A friend to the 4x4review staff recently bought a 1993 Wrangler. He purchased it bone stock for the reason of building it up himself. After a few months had gone by, and seeing our rigs, it was decided that his “new” rig needed a lift.
We headed over to Dick Cepek in Tucson, AZ. and saw Ray Sommer who set us up with a Dick Cepek brand 3 ½ inch lift kit (part #’s to follow) this kit is designed to fit Jeep YJ’s from 1987 to 1996. This is where the interesting part began. Due to the popularity of YJ lifts, the kit itself took over 4 weeks to come in. The shocks and install kit weren’t the problem, but the actual springs themselves are what took the longest. Our patience endured, and the springs eventually showed up.
Let us all here at 4×4 review be the first to tell you that the wait was worth it. To be honest, Ray mentioned that we could have gone with a different manufacturer, but we made the decision to wait on the Cepek brand. The lift proved to be right at 3 ½ inches and the springs were soft and controllable right out of the box. We ran into no major snags during the installation and all parts fit nicely. The instructions were a little lacking but we made it through it okay. After all, if you’ve done one leaf spring lift, you can do many more without headache.

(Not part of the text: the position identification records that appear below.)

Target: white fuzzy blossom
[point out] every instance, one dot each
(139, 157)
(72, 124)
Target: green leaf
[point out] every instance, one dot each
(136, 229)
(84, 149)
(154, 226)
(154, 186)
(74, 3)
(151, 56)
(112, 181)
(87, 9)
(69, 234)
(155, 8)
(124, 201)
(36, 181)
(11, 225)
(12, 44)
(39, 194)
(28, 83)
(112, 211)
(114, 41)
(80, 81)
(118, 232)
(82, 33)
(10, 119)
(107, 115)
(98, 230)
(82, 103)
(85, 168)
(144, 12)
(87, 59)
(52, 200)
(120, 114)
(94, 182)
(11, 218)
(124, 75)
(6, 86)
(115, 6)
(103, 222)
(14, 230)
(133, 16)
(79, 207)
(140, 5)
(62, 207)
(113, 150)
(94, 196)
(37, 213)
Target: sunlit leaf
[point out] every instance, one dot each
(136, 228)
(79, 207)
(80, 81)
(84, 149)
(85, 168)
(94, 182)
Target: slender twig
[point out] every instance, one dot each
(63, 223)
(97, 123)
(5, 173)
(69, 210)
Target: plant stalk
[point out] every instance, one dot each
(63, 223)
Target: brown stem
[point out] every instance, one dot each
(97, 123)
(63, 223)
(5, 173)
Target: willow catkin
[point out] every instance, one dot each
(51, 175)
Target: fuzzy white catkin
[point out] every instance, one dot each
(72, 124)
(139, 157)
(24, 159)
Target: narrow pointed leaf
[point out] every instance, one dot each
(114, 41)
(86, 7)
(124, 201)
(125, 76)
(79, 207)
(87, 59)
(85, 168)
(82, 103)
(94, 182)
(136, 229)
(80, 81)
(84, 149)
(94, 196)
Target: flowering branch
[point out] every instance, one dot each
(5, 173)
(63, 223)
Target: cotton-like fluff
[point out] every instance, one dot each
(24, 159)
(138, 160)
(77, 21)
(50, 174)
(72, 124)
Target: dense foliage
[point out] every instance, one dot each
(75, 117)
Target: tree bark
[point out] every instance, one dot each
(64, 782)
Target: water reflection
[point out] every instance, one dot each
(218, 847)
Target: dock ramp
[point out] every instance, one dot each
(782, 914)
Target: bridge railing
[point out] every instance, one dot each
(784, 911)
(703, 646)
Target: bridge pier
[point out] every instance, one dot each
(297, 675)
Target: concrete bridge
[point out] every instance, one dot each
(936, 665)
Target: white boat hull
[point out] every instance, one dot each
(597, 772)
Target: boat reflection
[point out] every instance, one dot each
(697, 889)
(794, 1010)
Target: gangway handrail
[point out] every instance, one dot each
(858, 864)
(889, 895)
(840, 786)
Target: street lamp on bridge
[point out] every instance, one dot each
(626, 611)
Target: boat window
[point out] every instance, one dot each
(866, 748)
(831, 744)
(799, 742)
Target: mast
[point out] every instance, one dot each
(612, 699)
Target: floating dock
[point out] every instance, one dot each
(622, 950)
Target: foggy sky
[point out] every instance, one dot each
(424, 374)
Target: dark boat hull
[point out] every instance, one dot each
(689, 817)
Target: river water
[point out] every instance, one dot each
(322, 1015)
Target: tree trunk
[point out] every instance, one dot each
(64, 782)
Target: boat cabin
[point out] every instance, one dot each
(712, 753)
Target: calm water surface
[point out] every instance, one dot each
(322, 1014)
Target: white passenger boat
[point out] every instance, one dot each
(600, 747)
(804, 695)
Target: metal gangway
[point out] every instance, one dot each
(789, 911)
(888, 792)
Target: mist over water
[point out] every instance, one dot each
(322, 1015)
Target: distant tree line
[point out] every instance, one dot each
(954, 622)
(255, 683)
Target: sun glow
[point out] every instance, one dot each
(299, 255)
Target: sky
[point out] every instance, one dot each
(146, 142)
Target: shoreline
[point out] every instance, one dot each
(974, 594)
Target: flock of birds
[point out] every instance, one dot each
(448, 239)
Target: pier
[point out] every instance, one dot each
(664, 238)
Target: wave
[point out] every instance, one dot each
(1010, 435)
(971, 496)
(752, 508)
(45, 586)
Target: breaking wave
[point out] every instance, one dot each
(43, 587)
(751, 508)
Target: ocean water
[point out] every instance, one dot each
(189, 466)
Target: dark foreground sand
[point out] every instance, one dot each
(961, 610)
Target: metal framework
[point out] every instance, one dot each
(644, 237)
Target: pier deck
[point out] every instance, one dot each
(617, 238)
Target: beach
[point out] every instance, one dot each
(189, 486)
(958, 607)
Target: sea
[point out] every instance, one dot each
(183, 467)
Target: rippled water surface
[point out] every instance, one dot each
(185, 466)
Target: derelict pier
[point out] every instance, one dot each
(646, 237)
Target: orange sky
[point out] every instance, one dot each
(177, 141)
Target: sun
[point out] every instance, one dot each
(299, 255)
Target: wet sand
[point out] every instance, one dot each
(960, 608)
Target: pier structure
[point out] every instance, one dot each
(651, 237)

PART #’s: 3 ½’ box kit – 64200, Front Springs – 84002, Rear Springs – 84102, Dick Cepek Series 88 Front Shocks – 88009, Dick Cepek Series 88 Rear Shocks – 88116
Of course, always inspect your kit and all parts for damage and their presence before beginning any project… First, before we put the YJ on jackstands, the stock sway bar drop links need to be removed. Follow the install instructions for this. Next, was to chock the rear tires, set the e-brake, put the trans in neutral and put jackstands under the frame rails directly behind the rear hangers for the front springs. Now you’re ready to remove the front tires and shocks. |
FRONT Next was to remove the bottom end of the track bar from its mounting bracket and tie it up out the way. Next step is to remove the torx bolts (see photo) holding the brackets for the brake lines to the frame (This really was a chore on the driver side due to the location of the air box). After removing the torx bolts, remove the U-bolts holding on the spring plates (see photo). Take care in removing these because they will be reused later. The remainder of the spring removal is performed one side at a time. Place a floor jack under one side of the axle tube inside of the leaf spring pack and jack until the axle separates from the spring pack. WARNING! Always be careful in where you support the axle or the frame when removing springs, as a rule of thumb, if you have a spring under lift (such as ours) you have to support the weight of the vehicle by the frame AND the axle itself before removing the springs. If you have a spring over lift, you must support both the frame and the spring, then lower the axle to the ground and rmove the spring from the hangers and shackles. |
After the stock springs are removed, you must take the time to lubricate the new spring eye bushings and sleeves with a water resistant, Lithium based grease. Loosely attach the springs to its hangers (see photo). Note: Pay close attention to the proper sleeve diameter placement as explained in the install instructions.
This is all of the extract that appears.